If only it were that simple.
There remains something of an ‘elephant in the room’, which is that the court didn’t actually clarify what the trigger event is from which the statute of limitations applies — in legal jargon, when the cause of action under section 2704(b) begins to accrue.
The reason they didn’t is simple.
“The Delaware Supreme Court wasn’t asked what the event is or was that starts the clock on the three-year time period,” said Westerlind.
“They were only asked what the statute of limitations is, and they responded to that question.”
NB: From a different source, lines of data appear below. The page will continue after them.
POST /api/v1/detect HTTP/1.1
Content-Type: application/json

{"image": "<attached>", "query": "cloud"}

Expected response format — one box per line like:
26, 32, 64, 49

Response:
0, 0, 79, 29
So, for the time being, the life settlement market awaits more clarity with regards to this issue. Frank will now continue to be heard by the Delaware District Court, and there is no timeline currently as to when proceedings will resume, but when it does, all eyes will now focus squarely on what the District Court decides is the ‘accrual date’.
The Court already has two options. The defendant argues that the accrual date begins upon the payment of the death benefit. This view drove its argument, as the death benefit was paid on February 19, 2019, which would make the statute of limitations date February 19, 2022; the lawsuit was filed on May 18, 2023, more than a year later. The plaintiff, however, argued the clock couldn’t start until he was appointed as executor of the estate, which didn’t happen until 2023.
So, the life settlement market will have to wait a little longer to find out which one prevails – or whether another does.
Delaware has delivered good news and bad to the life settlement market over the years. Recently, Wells Fargo Bank v. Estate of Malkin, a 2022 Delaware case, ruled that ‘innocent’ downstream investors could not use standard commercial defences (like the Bona Fide Purchaser rule) to keep death benefits if the policy was deemed a STOLI one.
But the Frank decision, albeit in dicta, explained that common law defenses, including but not limited to a statute of limitations defense, is available to a defendant investor in a STOLI case if the defense is viable under its elements.
The Frank case will be a closely-watched one by the life settlement market, but for now, this latest update does provide the market with some reassurance.
“Investors generally like legal certainty and while Frank left a number of questions open, this opinion is a step towards a more defined structure with regards to estate litigation risk in Delaware,” said Westerlind.
Attorneys for the plaintiff and the defendant did not take the opportunity to comment prior to publication.